Nach der Eröffnung durch den FCCI-Vorsitzenden Sepp Nuscheler führte Moderatorin Monika Schubert durch das Programm. Christoph Gröblinghoff, Vice President und Vorsitzender der Geschäftsführung von AGCO/Fendt, begrüßte die Besucher. Zu den Ehrengästen gehörten außerdem Marktoberdorfs Bürgermeister Michael Eichinger, Dr. Heribert Reiter, ehemaliger Geschäftsführer Forschung und Entwicklung bei Fendt, Dr. Josef Mayer, Vice President und Geschäftsführer Forschung und Entwicklung, sowie Ingrid Bußjäger-Martin, Vice President und Fendt Geschäftsführerin Finanzen & IT.

Historische Programmpunkte

Ein besonderer Programmpunkt war der Auftritt von Ingrid Bußjäger-Martin. Sie ritt auf einem Pferd über das Veranstaltungsgelände und stellte damit den Bezug zur Zeit vor der Mechanisierung der Landwirtschaft her. Das Bühnenprogramm sollte ebenfalls die Geschichte der Fendt-Schlepper aufgreifen. Musik, historische Ereignisse und Schauspiel führten die Besucher durch die 1940er- und 1950er-Jahre. Passend zu jeder dargestellten Epoche fuhr das jeweils vorgestellte Dieselross vor die Bühne.

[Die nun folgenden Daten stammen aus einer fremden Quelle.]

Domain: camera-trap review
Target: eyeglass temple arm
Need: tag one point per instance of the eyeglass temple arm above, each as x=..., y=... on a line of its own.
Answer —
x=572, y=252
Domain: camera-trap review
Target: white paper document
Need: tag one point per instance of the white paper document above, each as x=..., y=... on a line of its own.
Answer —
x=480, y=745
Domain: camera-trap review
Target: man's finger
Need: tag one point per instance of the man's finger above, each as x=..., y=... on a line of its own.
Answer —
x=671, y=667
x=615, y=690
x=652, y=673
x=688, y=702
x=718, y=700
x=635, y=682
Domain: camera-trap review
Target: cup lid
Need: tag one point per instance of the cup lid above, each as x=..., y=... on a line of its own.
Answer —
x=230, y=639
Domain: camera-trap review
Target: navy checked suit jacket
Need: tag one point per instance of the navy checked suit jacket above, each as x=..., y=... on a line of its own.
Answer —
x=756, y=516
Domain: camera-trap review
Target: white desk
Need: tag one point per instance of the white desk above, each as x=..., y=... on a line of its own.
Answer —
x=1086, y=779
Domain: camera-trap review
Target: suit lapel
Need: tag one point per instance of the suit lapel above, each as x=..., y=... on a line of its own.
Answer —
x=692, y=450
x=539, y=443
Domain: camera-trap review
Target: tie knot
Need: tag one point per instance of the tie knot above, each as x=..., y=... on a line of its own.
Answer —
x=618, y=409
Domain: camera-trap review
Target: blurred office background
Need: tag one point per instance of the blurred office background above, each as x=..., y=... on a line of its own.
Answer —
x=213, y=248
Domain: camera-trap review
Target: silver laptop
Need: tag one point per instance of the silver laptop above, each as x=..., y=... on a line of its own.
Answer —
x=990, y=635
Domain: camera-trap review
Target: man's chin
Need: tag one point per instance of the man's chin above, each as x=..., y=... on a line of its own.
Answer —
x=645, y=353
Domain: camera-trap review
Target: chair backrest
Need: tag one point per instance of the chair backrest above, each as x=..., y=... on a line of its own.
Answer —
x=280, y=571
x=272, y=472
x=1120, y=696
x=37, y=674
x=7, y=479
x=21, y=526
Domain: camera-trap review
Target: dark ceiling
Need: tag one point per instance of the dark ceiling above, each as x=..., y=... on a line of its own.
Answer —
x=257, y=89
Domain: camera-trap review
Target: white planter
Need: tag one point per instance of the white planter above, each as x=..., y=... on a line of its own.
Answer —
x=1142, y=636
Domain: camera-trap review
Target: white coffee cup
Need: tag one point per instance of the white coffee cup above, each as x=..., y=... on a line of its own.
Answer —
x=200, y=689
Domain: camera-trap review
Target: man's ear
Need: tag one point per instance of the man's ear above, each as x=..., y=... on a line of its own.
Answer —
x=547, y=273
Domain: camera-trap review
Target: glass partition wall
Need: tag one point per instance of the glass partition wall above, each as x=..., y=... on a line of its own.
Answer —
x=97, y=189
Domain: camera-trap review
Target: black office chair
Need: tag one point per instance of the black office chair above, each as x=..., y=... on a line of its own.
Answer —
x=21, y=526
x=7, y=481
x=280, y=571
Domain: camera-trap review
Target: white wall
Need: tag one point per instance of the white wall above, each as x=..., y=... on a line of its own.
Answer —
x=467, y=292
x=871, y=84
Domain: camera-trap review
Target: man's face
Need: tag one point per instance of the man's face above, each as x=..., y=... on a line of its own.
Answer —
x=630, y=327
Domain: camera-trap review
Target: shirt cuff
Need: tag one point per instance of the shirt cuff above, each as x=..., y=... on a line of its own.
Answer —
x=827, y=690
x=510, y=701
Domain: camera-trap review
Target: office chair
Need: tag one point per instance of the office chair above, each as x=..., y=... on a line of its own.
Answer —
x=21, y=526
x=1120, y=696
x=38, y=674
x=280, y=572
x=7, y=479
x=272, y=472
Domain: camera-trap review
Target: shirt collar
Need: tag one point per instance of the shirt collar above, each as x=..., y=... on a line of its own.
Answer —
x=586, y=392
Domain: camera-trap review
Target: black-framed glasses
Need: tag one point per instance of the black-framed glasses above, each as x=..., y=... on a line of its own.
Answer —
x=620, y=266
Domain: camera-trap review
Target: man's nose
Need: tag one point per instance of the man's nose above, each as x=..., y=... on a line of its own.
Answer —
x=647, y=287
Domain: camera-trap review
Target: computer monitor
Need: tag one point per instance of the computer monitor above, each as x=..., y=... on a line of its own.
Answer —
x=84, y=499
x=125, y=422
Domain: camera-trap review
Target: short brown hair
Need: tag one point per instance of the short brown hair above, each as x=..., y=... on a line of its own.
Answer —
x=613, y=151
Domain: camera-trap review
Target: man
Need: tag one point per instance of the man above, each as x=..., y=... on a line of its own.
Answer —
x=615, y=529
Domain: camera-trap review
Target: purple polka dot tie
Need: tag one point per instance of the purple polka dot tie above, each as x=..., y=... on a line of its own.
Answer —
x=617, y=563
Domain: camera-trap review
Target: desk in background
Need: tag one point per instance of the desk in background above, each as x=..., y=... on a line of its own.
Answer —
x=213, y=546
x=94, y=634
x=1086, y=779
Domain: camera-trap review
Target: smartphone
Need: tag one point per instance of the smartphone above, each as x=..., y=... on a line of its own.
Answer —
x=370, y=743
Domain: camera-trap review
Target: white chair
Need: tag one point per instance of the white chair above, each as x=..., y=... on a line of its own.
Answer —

Sonderschau zeigt Entwicklung des Dieselrosses

Ein Höhepunkt der Veranstaltung war die Dieselross-Sonderschau. Insgesamt 65 historische Fendt-Schlepper wurden in zeitlicher Reihenfolge präsentiert. Josy Reiff, Peter Meier, Rudi Strobel und weitere Mitglieder des Vereins stellten die Fahrzeuge mit ehrenamtlichem Einsatz zusammen. Die Ausstellung zeigte nahezu die gesamte Entwicklungsgeschichte des Fendt-Dieselrosses.

Auszeichnungen für besondere Fahrzeuge und Anreisen

Im Rahmen der Veranstaltung ehrte der Verein mehrere Teilnehmer. Den Preis für die weiteste Anreise erhielt Hauke Jensen aus Goldebek bei Flensburg. Ausgezeichnet wurde sein restauriertes Fendt Dieselross F12 HL aus dem Baujahr 1955 mit 12 PS.

Für die weiteste Anreise auf eigener Achse wurde Erwin Beck vom Brennhof in Heroldingen bei Nördlingen geehrt. Er legte mit seinem Dieselross rund 140 Kilometer bis nach Marktoberdorf zurück. Als jüngstes prämiertes Fahrzeug wurde ein Fendt Dieselross FLS 237 aus dem Baujahr 1962 von Ulrich Hasler aus Immenstadt ausgezeichnet. Einen Sonderpreis erhielt außerdem Josy Reiff aus Troisvierges in Luxemburg. Er war mit 24 historischen Dieselrössern und vier Lastwagen nach Marktoberdorf gekommen. Viele seiner Fahrzeuge waren Teil der Sonderschau.